Quando la concorrenza viene soffocata sul nascere perché l’accesso al mercato è riservato solo a chi già possiede miliardi di utenti e infrastrutture consolidate, non si tratta più di competizione, ma di dominio. Il caso Meta AI rappresenta quindi un campanello d’allarme che va oltre la singola app o il singolo servizio. Parla di un equilibrio delicato che rischia di spezzarsi nel momento in cui le grandi piattaforme iniziano a usare la loro presa sugli utenti per sperimentare nuovi prodotti senza alcun reale filtro regolatorio o contrattuale. Parla di come il design delle interfacce digitali possa diventare strumento di coercizione invisibile. Parla, soprattutto, della necessità urgente di ridefinire i confini dell’etica tecnologica e del diritto della concorrenza nell’era dell’Intelligenza Artificiale.

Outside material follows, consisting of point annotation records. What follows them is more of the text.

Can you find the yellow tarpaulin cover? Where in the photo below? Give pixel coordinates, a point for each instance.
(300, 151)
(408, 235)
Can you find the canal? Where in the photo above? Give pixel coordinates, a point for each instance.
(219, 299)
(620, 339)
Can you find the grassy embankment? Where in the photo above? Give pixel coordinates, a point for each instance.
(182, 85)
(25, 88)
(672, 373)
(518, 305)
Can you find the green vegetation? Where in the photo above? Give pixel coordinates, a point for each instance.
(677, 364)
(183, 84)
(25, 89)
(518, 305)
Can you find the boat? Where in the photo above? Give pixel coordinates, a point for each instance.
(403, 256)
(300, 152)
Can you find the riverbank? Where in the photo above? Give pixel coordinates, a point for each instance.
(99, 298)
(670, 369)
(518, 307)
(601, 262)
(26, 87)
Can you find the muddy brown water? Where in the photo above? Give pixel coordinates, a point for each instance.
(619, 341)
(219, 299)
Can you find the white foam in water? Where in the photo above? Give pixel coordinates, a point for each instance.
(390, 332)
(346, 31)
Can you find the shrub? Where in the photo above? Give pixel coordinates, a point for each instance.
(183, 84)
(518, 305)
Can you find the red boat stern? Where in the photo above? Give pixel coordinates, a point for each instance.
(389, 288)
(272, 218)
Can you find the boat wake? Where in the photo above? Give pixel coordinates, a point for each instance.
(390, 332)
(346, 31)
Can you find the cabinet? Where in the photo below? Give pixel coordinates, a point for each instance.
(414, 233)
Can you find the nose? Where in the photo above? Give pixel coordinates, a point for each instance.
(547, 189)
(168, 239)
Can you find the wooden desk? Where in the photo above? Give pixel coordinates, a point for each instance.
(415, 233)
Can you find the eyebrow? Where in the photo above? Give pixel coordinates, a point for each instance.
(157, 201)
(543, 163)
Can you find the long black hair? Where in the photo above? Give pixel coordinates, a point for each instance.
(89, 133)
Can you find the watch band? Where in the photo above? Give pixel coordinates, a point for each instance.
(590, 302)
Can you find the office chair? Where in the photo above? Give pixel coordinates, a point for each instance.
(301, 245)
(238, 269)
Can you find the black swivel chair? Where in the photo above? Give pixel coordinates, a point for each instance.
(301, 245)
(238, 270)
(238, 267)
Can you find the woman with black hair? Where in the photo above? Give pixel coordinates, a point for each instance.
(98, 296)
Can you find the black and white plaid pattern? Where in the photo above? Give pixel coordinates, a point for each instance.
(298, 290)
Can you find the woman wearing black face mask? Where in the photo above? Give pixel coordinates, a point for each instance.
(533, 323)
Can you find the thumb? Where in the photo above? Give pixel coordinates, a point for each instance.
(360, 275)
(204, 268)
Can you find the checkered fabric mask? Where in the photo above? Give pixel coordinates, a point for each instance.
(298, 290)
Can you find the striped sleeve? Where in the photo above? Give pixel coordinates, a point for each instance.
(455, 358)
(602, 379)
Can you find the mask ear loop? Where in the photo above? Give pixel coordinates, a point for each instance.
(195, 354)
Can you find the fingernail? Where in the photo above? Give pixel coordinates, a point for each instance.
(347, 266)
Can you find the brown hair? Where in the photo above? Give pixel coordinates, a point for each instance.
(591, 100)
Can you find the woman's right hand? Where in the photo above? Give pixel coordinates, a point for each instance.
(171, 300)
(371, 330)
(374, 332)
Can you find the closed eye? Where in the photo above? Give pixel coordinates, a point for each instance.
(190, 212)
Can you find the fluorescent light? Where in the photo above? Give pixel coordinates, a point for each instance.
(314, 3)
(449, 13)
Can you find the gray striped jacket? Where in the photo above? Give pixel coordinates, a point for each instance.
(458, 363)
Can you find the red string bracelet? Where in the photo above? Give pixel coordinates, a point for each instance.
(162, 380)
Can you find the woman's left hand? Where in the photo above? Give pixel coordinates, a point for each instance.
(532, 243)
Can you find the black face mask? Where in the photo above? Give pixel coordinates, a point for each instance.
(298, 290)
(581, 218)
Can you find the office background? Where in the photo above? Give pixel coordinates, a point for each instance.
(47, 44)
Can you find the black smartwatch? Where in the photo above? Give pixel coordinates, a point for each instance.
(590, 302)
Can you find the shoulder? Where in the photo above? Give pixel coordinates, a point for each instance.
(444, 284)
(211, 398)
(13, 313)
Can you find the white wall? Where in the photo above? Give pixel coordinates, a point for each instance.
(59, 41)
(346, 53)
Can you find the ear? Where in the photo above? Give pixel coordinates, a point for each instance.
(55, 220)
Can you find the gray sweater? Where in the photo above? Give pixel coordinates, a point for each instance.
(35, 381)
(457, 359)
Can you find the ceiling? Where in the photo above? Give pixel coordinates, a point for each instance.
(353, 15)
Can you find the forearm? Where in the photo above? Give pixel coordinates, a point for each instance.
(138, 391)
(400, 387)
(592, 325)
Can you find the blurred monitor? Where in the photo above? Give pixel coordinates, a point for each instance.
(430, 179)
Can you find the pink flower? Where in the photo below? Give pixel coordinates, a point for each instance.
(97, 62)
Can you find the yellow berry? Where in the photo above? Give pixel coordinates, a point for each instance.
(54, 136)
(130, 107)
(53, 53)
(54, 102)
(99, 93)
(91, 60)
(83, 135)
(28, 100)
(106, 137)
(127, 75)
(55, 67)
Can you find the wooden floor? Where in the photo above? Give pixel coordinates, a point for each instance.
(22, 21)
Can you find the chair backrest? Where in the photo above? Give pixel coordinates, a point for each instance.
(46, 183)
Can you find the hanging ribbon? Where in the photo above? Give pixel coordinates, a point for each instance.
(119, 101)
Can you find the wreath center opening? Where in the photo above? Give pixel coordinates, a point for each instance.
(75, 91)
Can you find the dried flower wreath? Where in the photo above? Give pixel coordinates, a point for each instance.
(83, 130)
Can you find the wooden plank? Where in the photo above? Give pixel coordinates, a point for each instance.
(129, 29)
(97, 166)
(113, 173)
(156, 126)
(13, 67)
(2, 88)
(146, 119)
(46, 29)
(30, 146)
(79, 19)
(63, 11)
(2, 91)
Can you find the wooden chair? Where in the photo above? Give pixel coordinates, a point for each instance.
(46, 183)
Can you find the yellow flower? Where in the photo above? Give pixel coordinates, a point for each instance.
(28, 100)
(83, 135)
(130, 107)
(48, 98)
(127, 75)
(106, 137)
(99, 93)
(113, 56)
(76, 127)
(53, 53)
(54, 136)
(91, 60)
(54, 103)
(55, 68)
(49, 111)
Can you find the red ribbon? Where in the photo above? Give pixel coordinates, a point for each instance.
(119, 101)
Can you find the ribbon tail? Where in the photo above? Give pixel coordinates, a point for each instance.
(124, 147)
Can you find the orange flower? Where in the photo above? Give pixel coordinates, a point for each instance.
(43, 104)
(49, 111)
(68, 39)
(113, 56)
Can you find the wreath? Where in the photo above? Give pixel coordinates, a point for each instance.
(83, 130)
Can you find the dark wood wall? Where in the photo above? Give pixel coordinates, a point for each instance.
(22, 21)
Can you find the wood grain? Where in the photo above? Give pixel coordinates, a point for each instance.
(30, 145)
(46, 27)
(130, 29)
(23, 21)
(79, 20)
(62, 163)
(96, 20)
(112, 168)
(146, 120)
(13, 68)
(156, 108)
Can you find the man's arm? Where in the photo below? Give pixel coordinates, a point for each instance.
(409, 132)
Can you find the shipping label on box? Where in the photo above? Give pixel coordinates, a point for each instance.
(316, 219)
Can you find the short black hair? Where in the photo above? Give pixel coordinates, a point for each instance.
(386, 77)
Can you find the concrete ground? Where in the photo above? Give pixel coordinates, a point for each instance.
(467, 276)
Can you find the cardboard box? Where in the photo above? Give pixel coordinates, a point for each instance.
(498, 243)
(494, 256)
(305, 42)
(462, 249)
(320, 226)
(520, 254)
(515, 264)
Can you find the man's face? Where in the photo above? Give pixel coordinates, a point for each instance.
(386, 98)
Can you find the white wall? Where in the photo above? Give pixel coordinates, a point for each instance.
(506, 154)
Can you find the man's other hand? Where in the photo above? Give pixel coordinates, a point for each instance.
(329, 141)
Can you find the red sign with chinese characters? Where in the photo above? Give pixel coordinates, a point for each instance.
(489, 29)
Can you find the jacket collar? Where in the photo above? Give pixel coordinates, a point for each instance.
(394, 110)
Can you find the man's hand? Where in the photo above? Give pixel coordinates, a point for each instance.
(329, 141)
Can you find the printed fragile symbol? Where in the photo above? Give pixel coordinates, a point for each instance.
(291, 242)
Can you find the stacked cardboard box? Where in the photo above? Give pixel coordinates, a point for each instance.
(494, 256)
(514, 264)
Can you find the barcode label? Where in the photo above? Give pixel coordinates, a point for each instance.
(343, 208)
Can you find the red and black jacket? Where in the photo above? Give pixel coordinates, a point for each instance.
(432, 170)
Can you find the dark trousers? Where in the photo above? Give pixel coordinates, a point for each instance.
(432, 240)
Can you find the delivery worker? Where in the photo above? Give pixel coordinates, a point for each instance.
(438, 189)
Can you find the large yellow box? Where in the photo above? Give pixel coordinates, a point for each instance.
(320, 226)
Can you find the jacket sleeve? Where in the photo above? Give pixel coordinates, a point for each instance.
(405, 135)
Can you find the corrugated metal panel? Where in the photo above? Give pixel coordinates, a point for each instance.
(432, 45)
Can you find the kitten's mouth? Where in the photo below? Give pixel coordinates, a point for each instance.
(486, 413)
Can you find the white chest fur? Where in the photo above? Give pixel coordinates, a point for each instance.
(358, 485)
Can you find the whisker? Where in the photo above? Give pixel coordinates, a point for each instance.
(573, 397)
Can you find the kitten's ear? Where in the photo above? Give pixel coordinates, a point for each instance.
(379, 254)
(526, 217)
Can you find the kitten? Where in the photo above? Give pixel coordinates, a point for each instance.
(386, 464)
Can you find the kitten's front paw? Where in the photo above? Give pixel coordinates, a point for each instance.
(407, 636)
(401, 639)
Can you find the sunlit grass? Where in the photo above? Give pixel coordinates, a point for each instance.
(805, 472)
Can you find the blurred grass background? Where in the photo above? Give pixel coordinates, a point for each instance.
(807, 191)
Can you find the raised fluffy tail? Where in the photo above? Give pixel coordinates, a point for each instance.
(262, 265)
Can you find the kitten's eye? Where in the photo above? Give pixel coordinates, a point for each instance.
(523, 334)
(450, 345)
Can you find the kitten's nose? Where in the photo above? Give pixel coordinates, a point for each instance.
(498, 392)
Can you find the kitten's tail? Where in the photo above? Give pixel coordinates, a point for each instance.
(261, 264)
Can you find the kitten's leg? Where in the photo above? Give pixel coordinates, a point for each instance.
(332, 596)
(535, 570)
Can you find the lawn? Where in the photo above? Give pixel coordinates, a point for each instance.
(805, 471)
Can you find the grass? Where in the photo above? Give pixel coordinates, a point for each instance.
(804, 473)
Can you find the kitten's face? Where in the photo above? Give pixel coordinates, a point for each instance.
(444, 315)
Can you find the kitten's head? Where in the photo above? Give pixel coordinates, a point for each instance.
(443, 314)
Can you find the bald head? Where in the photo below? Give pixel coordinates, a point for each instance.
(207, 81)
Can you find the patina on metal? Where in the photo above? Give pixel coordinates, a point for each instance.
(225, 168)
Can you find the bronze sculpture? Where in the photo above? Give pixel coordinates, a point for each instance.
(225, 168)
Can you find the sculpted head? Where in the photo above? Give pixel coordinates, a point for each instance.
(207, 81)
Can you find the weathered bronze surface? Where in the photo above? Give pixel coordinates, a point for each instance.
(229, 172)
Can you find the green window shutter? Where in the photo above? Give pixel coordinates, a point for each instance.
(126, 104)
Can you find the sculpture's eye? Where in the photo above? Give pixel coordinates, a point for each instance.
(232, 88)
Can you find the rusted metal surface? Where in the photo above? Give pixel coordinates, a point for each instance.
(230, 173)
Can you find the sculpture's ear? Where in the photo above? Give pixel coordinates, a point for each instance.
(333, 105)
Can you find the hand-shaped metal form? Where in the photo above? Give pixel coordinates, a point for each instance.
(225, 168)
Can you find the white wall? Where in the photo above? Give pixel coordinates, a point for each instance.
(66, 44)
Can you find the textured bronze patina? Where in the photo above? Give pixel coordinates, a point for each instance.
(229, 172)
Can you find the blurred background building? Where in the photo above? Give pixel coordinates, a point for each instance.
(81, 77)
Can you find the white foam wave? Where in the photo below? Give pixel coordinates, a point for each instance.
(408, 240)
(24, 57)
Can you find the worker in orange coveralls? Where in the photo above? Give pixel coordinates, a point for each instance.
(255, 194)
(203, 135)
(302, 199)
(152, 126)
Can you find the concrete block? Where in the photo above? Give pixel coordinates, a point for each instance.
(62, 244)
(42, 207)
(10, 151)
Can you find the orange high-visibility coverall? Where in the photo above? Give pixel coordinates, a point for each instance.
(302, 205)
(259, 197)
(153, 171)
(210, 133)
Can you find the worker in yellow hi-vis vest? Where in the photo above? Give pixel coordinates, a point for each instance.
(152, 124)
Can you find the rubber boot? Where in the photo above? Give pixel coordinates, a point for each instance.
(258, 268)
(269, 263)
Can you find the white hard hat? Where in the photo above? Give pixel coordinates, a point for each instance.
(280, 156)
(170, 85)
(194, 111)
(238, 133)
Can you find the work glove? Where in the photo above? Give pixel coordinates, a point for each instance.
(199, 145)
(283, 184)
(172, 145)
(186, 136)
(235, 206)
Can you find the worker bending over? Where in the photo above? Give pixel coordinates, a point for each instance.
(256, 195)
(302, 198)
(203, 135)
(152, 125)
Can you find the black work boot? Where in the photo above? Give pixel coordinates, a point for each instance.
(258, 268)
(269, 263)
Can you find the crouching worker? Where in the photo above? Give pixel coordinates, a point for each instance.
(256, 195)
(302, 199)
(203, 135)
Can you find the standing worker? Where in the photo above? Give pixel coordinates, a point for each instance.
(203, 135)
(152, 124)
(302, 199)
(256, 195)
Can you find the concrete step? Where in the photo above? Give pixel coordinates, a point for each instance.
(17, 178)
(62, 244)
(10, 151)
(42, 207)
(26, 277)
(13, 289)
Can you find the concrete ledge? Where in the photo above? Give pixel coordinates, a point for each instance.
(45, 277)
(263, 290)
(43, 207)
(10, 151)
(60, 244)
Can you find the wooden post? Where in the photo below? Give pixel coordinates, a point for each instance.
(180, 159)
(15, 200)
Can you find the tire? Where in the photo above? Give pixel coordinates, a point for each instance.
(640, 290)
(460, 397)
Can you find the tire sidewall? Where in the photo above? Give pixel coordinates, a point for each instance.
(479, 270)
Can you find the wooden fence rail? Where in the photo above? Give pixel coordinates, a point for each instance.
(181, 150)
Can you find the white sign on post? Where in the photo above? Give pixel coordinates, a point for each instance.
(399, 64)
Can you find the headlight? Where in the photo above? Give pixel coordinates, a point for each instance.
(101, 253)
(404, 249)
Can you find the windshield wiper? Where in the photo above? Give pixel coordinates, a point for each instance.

Se permettiamo che sia normale distribuire un assistente AI senza consenso, allora lo sarà anche l’idea che quell’assistente possa osservare, apprendere e influenzare le nostre abitudini senza che ci sia stato mai un reale atto di volontà. La tecnologia deve servire l’uomo, non assorbirne le libertà. E se Meta, attraverso WhatsApp, riesce a entrare in contatto con milioni di persone ogni giorno, è fondamentale che lo faccia nel rispetto di regole chiare, trasparenti e soprattutto reversibili. In caso contrario, ciò che si costruisce non è un ecosistema digitale equo, ma una struttura chiusa in cui l’utente non è più soggetto attivo ma terminale passivo di scelte fatte altrove.